Today, I think Glenn Beck and Rush Limbaugh want today to be declared, uh, a national holiday. I suggest it be called Beck Memorial Day. This is the kind of day 15 years ago when Beck was still working, uh, in a bath house as a towel boy. This is the kind of day that, 15 years ago that Beck, when he woke up and heard about the bombing of the Murrah Federal Building he applauded. He clapped. He danced. He jumped around like a drop of water on a hot pancake griddle! He was just as happy as could be! This is what Beck and Limbaugh and the rest of these right wing freaks want to see happen again. And again. And again. Endlessly.


I mean, seriously, can you, the reader, think of anything more hateful? Or a more clear example of hateful rhetoric? To claim that someone "clapped" and "danced" when he heard about the Oklahoma City bombing, to say that Beck and Limbaugh want that to be a day and an event that should be celebrated, comes closer to deranged madness than anything worth hearing or reading. And to claim that those on the right want such a thing to happen again is nothing but a blatant untruth.

why?

The inspiration for this site can be pretty plainly expressed by the words of Walli's quoted under the title.

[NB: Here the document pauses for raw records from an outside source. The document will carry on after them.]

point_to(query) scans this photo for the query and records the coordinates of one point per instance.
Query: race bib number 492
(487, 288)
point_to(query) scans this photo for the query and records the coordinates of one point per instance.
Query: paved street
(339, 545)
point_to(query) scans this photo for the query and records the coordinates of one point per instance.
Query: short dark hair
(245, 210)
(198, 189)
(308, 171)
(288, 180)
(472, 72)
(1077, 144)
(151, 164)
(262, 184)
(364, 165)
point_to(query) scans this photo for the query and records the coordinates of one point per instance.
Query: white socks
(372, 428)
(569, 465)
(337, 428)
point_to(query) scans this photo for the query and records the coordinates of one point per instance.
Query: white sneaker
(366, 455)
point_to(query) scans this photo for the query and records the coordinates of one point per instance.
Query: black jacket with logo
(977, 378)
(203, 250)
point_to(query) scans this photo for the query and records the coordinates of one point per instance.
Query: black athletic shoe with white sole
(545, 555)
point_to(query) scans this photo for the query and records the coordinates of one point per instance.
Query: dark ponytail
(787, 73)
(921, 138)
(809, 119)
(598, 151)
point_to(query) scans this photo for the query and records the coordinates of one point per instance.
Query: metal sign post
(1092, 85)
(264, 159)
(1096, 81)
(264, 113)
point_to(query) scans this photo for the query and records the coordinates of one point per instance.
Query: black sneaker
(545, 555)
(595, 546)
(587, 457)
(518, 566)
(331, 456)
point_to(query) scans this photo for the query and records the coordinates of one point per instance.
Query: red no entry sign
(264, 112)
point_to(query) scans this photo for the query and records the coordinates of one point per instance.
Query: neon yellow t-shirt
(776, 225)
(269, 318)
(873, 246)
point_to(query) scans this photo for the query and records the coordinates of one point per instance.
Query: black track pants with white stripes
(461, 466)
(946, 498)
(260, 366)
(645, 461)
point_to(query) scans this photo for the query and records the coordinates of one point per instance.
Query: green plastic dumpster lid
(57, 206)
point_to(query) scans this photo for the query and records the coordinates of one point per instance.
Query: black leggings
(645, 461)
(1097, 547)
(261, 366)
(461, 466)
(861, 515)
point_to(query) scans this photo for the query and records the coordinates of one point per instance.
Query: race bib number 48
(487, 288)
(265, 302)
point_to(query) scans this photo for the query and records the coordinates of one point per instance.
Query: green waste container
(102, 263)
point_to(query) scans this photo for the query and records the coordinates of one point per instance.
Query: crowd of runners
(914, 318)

"...but the hateful and even violent rhetoric that has been employed in the past, and is now having a resurgence again, is dangerous and destructive and should be renounced and rejected by people of faith and good will across the political spectrum."


I happen to agree with him, to a certain extent.

Which is the reason for this new blog--to show examples of what I consider "hateful and even violent rhetoric", but from the past and from things said in more recent times.

Probably the most telling difference between Wallis and myself will be this--he considers the rhetoric of US conservatives to be the "hateful and even violent rhetoric" that we are to avoid, while I think that it is liberals like Wallis himself who most often engage in that kind of speech and writing. And I intend to show it here.

Don't know if this will be an enjoyable place. It is meant to inform, and I hope you who will read it will leave informed.